Daniel is such a charismatic character, which is very endearing, and his personality along with the upbeat attitude of everyone helping is really making this hard work a fun experience. I am just so happy to be part of it all.
A youngish, spry fellow in a dinghy has joined us and he is all business about the entire operation. He, at first, declares that he is a licensed sea captain so he can't help us. We all aren't sure what that means; Nancy surmises that maybe it's an insurance/liability issue. But then he goes completely against what he just said and takes control. He is shouting orders to Daniel who is on the stern manning the anchor lines. I am not sure what all he wants Daniel to do, but apparently he's not doing it right and the guy loses his temper and calls Daniel an 'effing' idiot. That shocks me but no one else seems to even notice. Regardless of how this guy thinks he knows what to do, nothing works to get the boat any farther into the water until someone comes up with the idea of asking a guy who had tied up a pretty hefty looking motor boat to the dock down the way if he would give us a tow. I had been saying all along that all we needed was a boat to give us a tow, and now we have a boat. The guy is completely happy to help and leaves his barstool and drink to fire up his boat. Walker ties a long rope from the bow of the cat to a post on a fence that divides the hotel property from where we are to keep the cat from floating away once it's in the water. I have a fleeting thought that, should the rope snap, someone could get killed... and then the thought is gone and I concentrate on pushing on the bow with everyone else. The guy backs his boat up (the rope is tied to his bow cleat) and as the rope becomes taut, we all push and the cat starts to move and, in seconds, it is completely in the water. The guy keeps backing up. Walker yells for him to stop. He keeps going, he can't hear us. Once the boat moved into the water, everyone but Daniel moved down the beach away from the fence - not for any reason other than it was a better spot to see the boat once it had moved. As the guy keeps backing up, the rope tying the cat to the fence strains. Walker yells for Daniel to look out as the fence starts to lift and then, suddenly, the rope snaps and the end whips past Daniel, seemingly missing him. I run over to him, "Are you okay? Did it hit you?" He looks at me, wide-eyed with disbelief, "No, it missed me." "Wow, what a miracle, you could have been killed." "I know" he replies. Then he jumps into the water and swims out to his cat.
Powerboat to the rescue.
This whole event, from beginning to end, has been like living a story out of a good book. And now the cat is in the water and it's not sinking. Nancy had wondered to Walker if it might just sink once it was out there; if Daniel hadn't fixed it properly. But it seem he has done a fine job of the repairs.
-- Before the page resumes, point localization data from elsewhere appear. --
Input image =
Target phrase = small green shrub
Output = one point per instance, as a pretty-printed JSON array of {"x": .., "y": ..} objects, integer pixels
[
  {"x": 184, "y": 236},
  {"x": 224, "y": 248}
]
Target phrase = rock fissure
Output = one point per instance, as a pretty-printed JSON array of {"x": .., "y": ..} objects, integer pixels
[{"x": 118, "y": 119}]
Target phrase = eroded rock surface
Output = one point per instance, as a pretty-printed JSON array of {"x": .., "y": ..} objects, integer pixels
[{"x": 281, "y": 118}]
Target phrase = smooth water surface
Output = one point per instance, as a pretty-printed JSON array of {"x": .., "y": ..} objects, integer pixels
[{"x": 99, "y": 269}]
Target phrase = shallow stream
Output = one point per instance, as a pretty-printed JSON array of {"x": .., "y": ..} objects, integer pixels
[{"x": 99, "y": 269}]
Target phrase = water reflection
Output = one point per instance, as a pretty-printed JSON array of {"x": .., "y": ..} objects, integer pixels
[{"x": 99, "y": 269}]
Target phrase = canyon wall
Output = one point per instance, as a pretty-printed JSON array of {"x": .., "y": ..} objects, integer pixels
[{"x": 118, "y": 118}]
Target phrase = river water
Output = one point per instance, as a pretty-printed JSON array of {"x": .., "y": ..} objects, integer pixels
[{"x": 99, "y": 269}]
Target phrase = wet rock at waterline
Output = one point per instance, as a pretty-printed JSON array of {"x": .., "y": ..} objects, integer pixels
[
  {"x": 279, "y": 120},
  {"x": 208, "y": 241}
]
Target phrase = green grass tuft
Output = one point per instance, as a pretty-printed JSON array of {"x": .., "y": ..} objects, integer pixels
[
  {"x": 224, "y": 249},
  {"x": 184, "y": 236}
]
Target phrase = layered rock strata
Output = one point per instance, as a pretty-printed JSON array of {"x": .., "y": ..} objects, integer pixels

The sun goes down just as the boat is freed.
Tired but very happy at a job well done, we head back to Hidden Treasure for some dinner. Nancy makes some cooked spicy cabbage and two kinds of sausage and, again, it has to be one of the best meals I have had. I don't know how she does it. I think it's a combination of her cooking skills, the Caribbean air, and a good days work.
One of the best days of my life.
Note: It's taking forever to upload all of the photos, I've been sitting outside on the patio dining area, had breakfast, had a small lizard bite my toe, trying to keep the bazillion ants out of my computer, and am now thinking about lunch while trying to get this blog done and posted!!